09/18/2017 Project
For a decade, classes of community schools in Øvre Eiker, Norway, have visited Neuengamme as one stop on a four-day program in Germany to study the history and effects of National Socialism.
For the past ten years, the schools of Hokksund, a town of the Øvre Eiker municipality located in the Buskerud county of Norway, have been visiting Germany yearly and stopping at the Neuengamme Concentration Memorial Site. This trip has a specific purpose; for four days, the schoolchildren immerse themselves in the theme of National Socialism. After visiting the Center for Studies of Holocaust and Religious Minorities in Oslo, they make their way to the former concentration camps of Sachsenhausen, Bergen-Belsen, and Neuengamme. The first schools in Norway to launch such a project on history, the schools of Øvre Eiker began this undertaking with the rise of right-wing extremism in Norway, a trend that has since declined significantly over the past decade.

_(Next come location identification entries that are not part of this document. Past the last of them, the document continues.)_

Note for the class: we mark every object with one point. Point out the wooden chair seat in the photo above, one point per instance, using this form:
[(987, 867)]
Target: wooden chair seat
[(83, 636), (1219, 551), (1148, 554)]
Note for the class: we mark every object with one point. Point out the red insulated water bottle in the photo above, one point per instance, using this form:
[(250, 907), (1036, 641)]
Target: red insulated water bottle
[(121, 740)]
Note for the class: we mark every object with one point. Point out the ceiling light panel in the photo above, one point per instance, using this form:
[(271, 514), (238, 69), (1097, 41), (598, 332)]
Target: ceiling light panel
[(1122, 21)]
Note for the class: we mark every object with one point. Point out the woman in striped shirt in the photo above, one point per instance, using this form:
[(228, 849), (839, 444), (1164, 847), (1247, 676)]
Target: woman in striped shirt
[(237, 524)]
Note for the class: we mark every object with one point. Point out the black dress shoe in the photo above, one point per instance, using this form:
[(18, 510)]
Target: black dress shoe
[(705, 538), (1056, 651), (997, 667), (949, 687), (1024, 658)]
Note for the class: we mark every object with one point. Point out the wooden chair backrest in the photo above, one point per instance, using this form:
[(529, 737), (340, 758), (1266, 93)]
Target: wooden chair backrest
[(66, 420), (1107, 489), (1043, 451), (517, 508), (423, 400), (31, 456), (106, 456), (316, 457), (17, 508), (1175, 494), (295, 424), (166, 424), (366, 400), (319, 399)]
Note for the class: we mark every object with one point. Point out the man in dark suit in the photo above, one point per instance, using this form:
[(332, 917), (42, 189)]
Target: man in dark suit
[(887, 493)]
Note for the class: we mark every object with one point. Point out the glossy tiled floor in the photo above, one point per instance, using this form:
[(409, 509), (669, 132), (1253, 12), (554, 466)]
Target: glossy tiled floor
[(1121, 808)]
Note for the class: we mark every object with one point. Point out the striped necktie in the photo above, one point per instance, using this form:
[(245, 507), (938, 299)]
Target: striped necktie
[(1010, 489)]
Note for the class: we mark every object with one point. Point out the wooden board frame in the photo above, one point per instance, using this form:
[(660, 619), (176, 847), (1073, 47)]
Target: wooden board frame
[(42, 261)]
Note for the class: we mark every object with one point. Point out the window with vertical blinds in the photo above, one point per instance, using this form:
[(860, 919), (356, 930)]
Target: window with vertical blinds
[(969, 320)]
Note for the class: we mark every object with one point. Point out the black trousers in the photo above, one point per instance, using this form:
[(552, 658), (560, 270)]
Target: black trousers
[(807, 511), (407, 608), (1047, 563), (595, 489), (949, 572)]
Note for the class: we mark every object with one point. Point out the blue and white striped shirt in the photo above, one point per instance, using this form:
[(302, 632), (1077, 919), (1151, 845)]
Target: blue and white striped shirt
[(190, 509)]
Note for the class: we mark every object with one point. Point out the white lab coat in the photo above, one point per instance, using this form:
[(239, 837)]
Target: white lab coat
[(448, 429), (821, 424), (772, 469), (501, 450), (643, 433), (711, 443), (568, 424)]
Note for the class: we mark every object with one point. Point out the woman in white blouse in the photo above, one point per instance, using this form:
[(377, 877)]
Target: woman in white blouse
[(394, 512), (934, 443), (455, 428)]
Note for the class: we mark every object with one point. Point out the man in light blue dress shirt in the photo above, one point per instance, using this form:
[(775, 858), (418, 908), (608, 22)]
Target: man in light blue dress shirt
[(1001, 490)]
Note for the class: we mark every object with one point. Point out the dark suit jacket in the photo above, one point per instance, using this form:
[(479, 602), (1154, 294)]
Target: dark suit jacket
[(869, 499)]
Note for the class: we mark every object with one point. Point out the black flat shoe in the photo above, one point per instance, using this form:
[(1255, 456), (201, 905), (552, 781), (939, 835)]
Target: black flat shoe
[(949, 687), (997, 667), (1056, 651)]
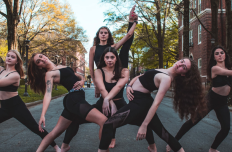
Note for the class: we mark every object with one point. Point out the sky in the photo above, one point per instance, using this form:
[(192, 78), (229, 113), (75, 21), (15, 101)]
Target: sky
[(89, 15)]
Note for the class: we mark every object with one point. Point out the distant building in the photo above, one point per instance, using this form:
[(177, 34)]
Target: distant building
[(199, 39)]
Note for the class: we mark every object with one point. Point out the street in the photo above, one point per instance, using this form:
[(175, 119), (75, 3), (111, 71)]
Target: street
[(14, 137)]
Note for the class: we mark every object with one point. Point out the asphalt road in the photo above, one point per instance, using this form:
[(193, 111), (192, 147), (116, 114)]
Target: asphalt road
[(14, 137)]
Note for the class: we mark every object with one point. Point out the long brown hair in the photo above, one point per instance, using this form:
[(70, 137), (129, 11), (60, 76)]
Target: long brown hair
[(19, 65), (188, 94), (117, 67), (36, 76), (213, 62), (110, 40)]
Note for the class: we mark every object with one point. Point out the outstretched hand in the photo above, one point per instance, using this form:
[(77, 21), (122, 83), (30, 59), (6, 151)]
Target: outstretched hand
[(78, 85), (133, 16), (129, 94), (41, 121), (106, 107), (113, 107), (141, 133)]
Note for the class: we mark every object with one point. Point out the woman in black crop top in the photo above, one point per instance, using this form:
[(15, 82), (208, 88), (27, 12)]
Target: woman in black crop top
[(142, 107), (220, 73), (42, 74), (104, 39), (111, 79), (12, 105)]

On September 6th, 2017, three ninth grade classes of the Hokksund Ungdomsskole High School arrived at Neuengamme. They were greeted and taught by Espen Darefjeld, a guide who has been leading groups from Øvre Eiker since the start of these trips a decade ago. The students split into smaller groups to discuss topics such as the White Buses of the Swedish Red Cross, the different groupings of prisoners in the concentration camp, and the SS security teams. As confirmed by coordinator Marita Bolstad, 4,000 pupils from Øvre Eiker have taken part in this project at Neuengamme to date.